During ZDT’s 18-month pilot, FANUC deployed the platform on 7,000 robots in 38 automotive factories across six countries. To date, it has detected and prevented 72 component failures. Keep in mind that in the automotive industry, one minute of plant downtime can cost a manufacturer $20,000 on high-profit vehicles.
“When a factory goes down, you can’t produce a vehicle and you can’t make up that lost production,” says Joe Gazzarato, director of engineering at FANUC America. He estimates that the pilot program already has saved manufacturers hundreds of millions of dollars. FANUC plans to roll out ZDT to automotive customers by year’s end and to general industry mid-2017.
Sensor makers also are following suit. Electronic test tool and software manufacturer Fluke Corp. has introduced a condition monitoring platform comprising portable wireless sensors, a data gateway, and software that measures voltage, current, power and temperature.

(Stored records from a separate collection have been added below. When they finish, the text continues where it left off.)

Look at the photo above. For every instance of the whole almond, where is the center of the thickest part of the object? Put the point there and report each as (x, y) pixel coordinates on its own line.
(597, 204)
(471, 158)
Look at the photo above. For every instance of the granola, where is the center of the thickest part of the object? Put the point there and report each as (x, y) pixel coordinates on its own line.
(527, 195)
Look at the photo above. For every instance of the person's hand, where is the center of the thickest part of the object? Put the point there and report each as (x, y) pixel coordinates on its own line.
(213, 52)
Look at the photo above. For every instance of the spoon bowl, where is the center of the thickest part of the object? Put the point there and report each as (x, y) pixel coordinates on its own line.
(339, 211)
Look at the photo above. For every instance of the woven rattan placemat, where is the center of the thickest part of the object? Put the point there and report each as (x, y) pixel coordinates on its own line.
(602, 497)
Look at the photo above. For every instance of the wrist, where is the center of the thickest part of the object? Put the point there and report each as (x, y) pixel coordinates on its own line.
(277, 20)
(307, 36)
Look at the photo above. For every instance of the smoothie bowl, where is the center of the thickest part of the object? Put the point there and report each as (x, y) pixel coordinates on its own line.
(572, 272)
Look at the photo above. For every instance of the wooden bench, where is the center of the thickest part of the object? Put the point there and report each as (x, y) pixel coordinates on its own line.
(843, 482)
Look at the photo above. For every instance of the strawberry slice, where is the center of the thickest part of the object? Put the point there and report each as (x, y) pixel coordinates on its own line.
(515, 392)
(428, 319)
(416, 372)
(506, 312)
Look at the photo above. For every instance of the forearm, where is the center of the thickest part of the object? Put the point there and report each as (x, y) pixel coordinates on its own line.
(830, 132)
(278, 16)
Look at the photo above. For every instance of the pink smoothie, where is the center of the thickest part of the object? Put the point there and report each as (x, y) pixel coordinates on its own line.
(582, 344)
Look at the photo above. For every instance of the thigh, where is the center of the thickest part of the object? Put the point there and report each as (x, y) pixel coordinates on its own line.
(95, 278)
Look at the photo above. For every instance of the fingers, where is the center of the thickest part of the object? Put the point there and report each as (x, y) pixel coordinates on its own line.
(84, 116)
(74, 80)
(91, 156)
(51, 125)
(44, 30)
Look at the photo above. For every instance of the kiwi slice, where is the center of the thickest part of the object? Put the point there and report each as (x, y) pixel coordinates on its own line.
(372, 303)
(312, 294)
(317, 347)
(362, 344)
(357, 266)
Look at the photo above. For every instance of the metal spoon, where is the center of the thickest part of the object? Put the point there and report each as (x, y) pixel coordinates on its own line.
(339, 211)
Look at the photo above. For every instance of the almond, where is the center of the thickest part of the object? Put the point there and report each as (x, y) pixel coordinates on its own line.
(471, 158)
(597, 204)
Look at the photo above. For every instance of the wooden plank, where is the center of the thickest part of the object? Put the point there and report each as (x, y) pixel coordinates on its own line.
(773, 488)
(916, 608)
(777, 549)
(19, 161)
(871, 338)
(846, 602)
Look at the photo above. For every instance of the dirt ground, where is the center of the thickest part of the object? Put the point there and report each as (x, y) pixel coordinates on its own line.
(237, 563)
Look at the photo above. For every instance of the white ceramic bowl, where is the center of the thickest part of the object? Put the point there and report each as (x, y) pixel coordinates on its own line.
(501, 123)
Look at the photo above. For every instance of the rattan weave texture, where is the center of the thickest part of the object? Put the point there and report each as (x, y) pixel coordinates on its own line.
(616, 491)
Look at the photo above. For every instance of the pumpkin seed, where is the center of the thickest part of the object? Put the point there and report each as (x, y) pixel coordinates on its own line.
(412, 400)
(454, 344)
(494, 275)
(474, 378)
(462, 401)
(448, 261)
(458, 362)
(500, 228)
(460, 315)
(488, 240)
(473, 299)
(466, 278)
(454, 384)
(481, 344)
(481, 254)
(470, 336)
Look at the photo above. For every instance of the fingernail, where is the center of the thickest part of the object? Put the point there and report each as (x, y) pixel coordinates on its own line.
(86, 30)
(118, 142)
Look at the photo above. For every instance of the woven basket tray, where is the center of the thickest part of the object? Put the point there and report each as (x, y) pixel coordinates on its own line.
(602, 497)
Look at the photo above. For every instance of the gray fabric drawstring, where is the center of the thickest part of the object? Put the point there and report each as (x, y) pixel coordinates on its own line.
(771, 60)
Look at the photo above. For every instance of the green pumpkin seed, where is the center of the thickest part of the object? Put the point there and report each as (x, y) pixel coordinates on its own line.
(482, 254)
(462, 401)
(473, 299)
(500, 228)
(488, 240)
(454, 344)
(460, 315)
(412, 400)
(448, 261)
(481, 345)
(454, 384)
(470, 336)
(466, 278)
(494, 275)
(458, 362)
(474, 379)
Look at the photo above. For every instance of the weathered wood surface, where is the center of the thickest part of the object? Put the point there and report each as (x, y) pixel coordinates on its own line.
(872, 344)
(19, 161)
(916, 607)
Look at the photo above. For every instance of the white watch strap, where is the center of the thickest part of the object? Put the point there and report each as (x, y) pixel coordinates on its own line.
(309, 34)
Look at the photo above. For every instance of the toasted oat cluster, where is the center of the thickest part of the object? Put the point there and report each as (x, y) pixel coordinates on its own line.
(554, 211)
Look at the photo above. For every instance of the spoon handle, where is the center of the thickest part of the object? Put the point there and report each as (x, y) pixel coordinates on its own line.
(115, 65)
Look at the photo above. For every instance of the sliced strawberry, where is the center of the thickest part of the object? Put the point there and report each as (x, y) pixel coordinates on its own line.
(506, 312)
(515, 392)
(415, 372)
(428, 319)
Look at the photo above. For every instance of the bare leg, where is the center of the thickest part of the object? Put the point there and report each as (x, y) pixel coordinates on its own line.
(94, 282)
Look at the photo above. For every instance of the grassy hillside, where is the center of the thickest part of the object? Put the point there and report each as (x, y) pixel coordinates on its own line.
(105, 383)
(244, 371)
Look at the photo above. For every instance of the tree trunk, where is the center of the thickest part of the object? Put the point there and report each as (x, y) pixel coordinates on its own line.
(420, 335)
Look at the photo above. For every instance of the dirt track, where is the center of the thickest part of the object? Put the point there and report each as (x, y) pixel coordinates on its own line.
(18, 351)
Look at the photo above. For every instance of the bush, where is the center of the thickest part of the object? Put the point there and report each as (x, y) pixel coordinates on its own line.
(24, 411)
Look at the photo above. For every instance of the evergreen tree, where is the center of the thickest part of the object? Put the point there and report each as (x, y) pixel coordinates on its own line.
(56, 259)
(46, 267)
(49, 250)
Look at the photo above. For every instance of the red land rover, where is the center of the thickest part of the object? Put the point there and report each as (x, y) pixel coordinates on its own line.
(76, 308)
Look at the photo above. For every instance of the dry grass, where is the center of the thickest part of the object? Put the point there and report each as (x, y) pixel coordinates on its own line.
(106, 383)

The scalable system delivers continuous data and alarms to prevent equipment downtime without the need to install permanent sensors, retrofit equipment or provide specialized training. By capturing a complete data log of measurements, the Fluke Condition Monitoring platform allows technicians to measure the history of equipment performance before, during and after an event.
Proceed with Caution
For all of their advantages, internet-connected sensors can present some drawbacks. Parker’s Shannon advises that industrial companies making their foray into the IIoT start slowly with collecting and analyzing data.

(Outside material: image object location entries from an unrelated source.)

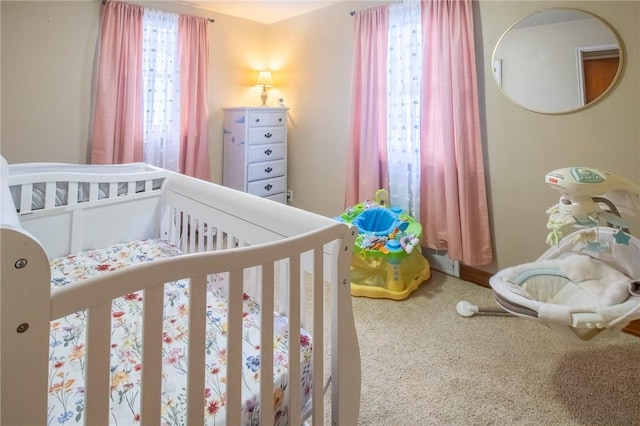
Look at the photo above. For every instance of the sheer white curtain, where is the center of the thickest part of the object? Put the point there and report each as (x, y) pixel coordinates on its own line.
(404, 71)
(161, 89)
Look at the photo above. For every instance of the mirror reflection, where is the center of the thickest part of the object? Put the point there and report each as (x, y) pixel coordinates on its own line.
(557, 60)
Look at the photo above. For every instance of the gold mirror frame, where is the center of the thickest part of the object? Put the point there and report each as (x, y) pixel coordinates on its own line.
(542, 61)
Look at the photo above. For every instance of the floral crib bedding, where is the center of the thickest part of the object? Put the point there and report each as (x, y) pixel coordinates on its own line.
(67, 345)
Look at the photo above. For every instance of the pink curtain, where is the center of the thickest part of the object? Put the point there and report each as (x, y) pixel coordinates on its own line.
(367, 152)
(454, 212)
(117, 122)
(193, 40)
(453, 207)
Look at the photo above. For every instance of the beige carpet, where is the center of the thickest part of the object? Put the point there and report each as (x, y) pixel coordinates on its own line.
(423, 364)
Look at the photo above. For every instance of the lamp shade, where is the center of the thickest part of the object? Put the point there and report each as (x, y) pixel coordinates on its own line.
(264, 79)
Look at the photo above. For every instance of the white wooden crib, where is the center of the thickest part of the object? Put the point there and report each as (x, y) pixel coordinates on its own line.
(290, 266)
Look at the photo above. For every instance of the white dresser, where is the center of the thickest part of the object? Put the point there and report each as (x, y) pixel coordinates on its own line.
(255, 151)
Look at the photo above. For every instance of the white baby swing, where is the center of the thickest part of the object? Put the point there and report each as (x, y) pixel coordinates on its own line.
(589, 281)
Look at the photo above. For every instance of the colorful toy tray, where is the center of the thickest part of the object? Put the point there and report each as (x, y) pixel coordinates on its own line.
(384, 263)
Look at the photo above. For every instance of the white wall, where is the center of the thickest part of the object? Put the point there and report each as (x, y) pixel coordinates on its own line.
(47, 62)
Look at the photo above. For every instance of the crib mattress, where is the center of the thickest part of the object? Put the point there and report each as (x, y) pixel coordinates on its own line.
(67, 346)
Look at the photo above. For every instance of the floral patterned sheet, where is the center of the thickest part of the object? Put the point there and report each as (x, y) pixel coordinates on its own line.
(67, 346)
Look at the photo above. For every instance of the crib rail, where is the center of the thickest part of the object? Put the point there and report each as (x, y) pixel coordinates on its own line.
(73, 207)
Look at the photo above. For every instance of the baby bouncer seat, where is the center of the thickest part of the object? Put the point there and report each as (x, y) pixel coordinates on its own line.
(589, 281)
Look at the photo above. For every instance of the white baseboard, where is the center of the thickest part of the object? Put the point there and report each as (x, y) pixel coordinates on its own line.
(439, 261)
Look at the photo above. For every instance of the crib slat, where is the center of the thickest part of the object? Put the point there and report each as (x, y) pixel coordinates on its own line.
(72, 193)
(196, 358)
(150, 408)
(294, 340)
(318, 337)
(26, 196)
(94, 191)
(266, 345)
(113, 189)
(97, 368)
(234, 347)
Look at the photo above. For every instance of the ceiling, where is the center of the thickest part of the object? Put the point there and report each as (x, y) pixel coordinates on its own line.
(264, 11)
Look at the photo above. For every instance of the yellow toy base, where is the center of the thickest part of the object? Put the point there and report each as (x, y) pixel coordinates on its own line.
(376, 278)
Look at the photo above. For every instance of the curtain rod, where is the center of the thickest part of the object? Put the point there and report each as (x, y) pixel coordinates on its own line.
(103, 2)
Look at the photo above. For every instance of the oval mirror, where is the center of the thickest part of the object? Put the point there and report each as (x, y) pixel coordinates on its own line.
(557, 60)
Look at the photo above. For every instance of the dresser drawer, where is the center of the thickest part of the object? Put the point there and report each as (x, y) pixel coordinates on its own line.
(261, 135)
(267, 187)
(279, 198)
(268, 169)
(265, 153)
(259, 118)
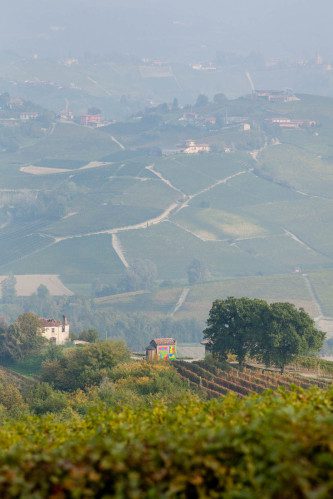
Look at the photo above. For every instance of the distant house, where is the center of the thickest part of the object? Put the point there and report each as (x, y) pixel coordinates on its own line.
(191, 147)
(276, 95)
(290, 123)
(56, 331)
(161, 349)
(92, 120)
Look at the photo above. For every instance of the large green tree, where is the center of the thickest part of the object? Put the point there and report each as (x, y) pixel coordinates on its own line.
(274, 334)
(22, 338)
(291, 332)
(236, 325)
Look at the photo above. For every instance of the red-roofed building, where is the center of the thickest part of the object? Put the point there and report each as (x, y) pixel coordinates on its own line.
(93, 120)
(56, 331)
(161, 349)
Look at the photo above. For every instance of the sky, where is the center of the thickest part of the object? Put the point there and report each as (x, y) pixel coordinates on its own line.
(167, 28)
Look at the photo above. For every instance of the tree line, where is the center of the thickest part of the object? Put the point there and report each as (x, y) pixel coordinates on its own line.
(273, 334)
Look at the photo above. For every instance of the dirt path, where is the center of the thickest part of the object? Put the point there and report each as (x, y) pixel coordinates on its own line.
(159, 175)
(117, 246)
(181, 301)
(170, 210)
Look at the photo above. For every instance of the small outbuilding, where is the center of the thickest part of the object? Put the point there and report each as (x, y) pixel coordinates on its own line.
(161, 349)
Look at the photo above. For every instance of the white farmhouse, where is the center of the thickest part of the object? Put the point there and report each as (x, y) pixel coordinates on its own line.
(56, 331)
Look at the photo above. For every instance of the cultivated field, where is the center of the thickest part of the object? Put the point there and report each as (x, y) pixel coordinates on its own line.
(26, 285)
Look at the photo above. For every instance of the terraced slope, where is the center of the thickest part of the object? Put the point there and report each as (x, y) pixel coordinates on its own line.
(216, 382)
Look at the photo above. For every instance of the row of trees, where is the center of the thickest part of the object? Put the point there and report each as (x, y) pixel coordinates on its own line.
(270, 333)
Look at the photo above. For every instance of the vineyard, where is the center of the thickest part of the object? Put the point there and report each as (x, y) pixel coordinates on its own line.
(215, 382)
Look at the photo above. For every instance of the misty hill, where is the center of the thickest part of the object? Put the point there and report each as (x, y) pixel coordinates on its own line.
(153, 29)
(105, 205)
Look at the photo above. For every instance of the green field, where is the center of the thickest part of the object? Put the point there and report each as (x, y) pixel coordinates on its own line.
(78, 260)
(199, 300)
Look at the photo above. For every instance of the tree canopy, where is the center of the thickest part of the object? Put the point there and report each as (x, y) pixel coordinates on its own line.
(274, 334)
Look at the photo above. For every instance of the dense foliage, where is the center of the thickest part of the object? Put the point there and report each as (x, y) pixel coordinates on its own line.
(275, 334)
(272, 445)
(85, 366)
(21, 339)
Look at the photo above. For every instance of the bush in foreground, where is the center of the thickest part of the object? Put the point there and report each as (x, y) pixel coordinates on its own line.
(276, 445)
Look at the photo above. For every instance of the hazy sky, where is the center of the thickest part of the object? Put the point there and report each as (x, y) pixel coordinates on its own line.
(167, 27)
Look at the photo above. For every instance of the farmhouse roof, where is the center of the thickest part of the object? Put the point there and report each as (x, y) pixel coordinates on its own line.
(52, 322)
(164, 341)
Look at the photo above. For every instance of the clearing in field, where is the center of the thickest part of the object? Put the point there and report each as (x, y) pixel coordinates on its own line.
(42, 170)
(26, 285)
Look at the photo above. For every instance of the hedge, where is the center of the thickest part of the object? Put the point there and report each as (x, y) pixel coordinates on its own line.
(273, 445)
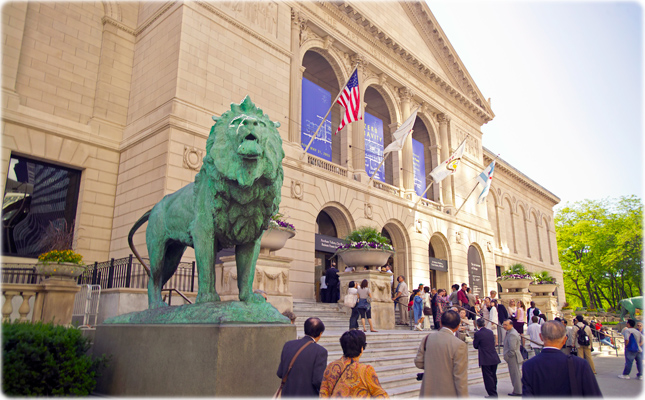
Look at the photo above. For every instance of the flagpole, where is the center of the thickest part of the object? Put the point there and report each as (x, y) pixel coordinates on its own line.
(471, 192)
(423, 194)
(462, 205)
(325, 117)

“If I’m taking data on temperature once a second, that’s a whole lot of data that means a whole lot of nothing,” he says. Reviewing temperature data once an hour, however, will create a more realistic picture of how ambient temperature affects a process.
Shannon suggests identifying simple thresholds, then reviewing long-term trending of the data to find broader patterns. “As your metrics become robust over time, you can start becoming genuinely predictive.”

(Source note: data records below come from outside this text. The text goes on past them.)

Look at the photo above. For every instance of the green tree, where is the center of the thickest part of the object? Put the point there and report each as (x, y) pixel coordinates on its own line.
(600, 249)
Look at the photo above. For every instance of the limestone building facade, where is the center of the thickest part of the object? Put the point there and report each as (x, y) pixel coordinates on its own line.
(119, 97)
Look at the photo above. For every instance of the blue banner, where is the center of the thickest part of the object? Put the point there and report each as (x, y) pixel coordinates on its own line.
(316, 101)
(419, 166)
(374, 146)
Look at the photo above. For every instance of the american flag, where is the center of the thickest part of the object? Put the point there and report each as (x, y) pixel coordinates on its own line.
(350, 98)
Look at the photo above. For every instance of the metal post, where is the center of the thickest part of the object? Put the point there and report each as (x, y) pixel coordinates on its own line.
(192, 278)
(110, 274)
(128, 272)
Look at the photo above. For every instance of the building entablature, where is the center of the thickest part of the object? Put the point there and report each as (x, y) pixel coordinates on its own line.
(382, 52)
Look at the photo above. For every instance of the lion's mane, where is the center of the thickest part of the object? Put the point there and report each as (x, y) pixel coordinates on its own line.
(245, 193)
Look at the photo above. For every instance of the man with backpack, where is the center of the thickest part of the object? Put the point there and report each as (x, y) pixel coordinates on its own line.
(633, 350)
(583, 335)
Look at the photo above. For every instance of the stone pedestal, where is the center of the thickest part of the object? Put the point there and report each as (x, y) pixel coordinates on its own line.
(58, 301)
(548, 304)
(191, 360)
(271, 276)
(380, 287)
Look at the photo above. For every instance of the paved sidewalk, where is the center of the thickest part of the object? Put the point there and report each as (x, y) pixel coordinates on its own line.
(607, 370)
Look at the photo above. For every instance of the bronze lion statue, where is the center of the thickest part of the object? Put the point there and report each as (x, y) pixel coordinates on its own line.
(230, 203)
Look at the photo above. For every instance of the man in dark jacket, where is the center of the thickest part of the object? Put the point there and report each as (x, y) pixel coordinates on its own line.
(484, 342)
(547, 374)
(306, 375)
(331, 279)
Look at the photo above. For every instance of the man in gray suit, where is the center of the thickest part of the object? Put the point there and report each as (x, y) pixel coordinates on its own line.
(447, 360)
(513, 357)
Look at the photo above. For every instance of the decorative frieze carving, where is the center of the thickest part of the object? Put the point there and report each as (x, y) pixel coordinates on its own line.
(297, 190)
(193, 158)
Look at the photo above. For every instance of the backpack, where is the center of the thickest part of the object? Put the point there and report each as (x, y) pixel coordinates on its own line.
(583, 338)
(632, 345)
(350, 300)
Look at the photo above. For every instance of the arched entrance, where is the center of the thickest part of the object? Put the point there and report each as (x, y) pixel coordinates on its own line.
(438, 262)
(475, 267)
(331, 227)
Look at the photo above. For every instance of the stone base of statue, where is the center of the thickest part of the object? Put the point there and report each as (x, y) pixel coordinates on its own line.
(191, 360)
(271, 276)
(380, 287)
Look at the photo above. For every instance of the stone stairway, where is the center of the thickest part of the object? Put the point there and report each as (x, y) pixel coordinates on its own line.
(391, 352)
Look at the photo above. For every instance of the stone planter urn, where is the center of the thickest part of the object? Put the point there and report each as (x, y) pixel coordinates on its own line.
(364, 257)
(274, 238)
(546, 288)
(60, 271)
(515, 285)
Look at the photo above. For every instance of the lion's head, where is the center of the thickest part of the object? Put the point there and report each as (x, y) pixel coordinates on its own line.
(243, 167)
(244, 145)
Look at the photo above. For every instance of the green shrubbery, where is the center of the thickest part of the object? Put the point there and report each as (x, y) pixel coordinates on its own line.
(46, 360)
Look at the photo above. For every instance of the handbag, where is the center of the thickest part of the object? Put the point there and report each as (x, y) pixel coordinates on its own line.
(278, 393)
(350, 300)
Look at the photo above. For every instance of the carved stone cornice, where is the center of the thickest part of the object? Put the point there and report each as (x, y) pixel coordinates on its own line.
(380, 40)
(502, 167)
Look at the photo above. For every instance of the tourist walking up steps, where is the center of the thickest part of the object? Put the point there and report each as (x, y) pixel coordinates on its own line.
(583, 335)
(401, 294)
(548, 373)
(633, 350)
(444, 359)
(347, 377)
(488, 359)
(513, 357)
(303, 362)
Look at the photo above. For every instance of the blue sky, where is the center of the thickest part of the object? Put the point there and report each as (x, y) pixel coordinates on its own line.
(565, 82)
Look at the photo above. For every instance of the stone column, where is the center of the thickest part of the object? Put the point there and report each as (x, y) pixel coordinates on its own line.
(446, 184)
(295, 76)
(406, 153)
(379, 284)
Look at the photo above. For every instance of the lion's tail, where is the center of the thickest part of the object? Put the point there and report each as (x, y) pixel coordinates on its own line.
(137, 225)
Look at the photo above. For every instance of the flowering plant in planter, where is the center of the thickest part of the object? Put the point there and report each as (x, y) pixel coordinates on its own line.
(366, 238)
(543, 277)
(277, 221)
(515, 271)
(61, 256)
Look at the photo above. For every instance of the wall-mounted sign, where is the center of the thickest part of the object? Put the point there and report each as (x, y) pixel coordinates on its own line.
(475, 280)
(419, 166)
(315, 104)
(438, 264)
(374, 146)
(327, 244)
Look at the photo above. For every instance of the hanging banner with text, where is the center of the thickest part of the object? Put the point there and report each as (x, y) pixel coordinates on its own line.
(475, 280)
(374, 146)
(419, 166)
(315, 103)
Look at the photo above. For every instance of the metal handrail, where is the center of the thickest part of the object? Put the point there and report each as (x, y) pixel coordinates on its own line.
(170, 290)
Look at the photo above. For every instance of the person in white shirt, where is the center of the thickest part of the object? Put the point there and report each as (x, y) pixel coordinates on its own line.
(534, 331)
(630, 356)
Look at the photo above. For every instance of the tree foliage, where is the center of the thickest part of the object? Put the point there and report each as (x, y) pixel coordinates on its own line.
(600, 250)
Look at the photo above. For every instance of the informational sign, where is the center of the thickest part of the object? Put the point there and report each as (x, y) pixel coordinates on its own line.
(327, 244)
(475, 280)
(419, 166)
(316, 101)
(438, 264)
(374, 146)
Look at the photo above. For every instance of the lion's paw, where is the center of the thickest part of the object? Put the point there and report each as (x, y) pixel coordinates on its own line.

On the flipside, many new machines feature sensors with more capabilities than are being deployed. Deloitte’s Michalik sees a number of suppliers “putting in sensors with the understanding they will be used in the future versus being used today.”
Indeed, the quest for the Holy Grail of the fully connected factory is in the early stages. Industrial facilities might have a new machine being monitored by the supplier right next to a piece of legacy equipment with limited sensor capabilities.
“Bringing together these different technologies, different generations of machines and different access points to analyze information and make it useful is going to take years,” Michalik says.
Cost represents another challenge. Although the price of sensors continues to drop, “if you have to buy a lot of them, the cost, especially to install and test, can be large,” says IIC’s Mellor.
As with any business system connected to the Internet, more IIoT-enabled sensors mean more access points for hackers to exploit. The October 2016 distributed denial of service (DDoS) attack that brought down major websites revealed the extent of cyber vulnerabilities when it exploited unsecured consumer IoT devices.
Above all, installing sensors is futile without an overall IIoT strategy to analyze and act upon the collected data. Mellor suggests running experiments, or “testbeds,” to find out what works and what doesn’t. Companies also need a way “to centralize gathering that information so that other projects can learn from those testbeds,” he says.
To benefit from the full potential of sensors and their role in the IIoT, industrial organizations will need to shift from “a wholly competitive culture to one that enables partnering on a large scale,” Mellor says.
And instead of big bets, “you’ll need to make many smaller bets and be prepared to run with the ones that succeed.”